Official code of Detours for Navigating Instructional Videos, CVPR 2024 (highlight).
We propose the first video detours dataset. A detour instance is when the user pauses watching an instructional video and asks the AI assistant a query like "how to do this step without a blender". The assistant should return another instructional video that satisfies the user query while doing the same activity as the original video.
The (weakly-supervised) training dataset can be downloaded here.
The (weakly-supervised) validation dataset can be downloaded here.
The manually annotated testing dataset can be downloaded here.
We use Llama 2 to summarize HowTo100M cooking videos into distinct steps along with timestamps. These summaries is used to create the video detours dataset. The HowTo100M summary dataset can be downloaded from here.
conda create -n detours python=3.10 -y
conda activate detours
pip install --upgrade pip # enable PEP 660 support
pip install -e .
We use Internvideo features extracted at 1 features per second.

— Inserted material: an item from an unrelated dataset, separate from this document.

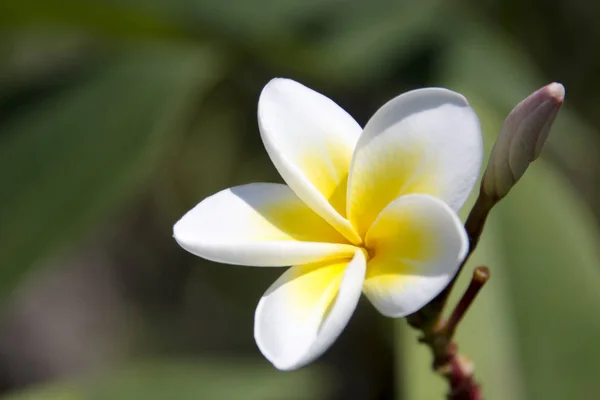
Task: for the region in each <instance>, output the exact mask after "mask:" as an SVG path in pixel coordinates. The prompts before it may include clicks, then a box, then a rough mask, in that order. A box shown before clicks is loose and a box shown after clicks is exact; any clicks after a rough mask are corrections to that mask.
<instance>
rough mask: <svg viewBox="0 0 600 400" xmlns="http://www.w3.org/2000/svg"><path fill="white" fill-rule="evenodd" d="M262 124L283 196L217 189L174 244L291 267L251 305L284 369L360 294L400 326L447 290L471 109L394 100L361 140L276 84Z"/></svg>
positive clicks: (411, 94)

The features can be downloaded or extracted following TAN codebase.
Task | Train dataset | Validation dataset | Test dataset |
---|---|---|---|
Detour video retrieval | here | here | here |
Detour window localization | here | here | here |
To run the retrieval training, run
bash submit_ds_video_retrieval.sh
Use multinode_retrieval.sh
to run on multiple nodes on a SLURM cluster.
To run the localization training, run
bash submit_ds_video_localization.sh
Use multinode_localization.sh
to run on multiple nodes on a SLURM cluster.
The checkpoints will be released soon.
Please open an issue in this repository (preferred for better visibility) or reach out to kumar.ashutosh@utexas.edu.
See the CONTRIBUTING file for how to help out.
If you use the code or the method, please cite the following paper:
@misc{ashutosh2024detours,
title={Detours for Navigating Instructional Videos},
author={Kumar Ashutosh and Zihui Xue and Tushar Nagarajan and Kristen Grauman},
year={2024},
eprint={2401.01823},
archivePrefix={arXiv},
primaryClass={cs.CV}
}
The majority of VidDetours is licensed under CC-BY-NC, however portions of the project are available under separate license terms: LLaVA is licensed under the Apache 2.0 license.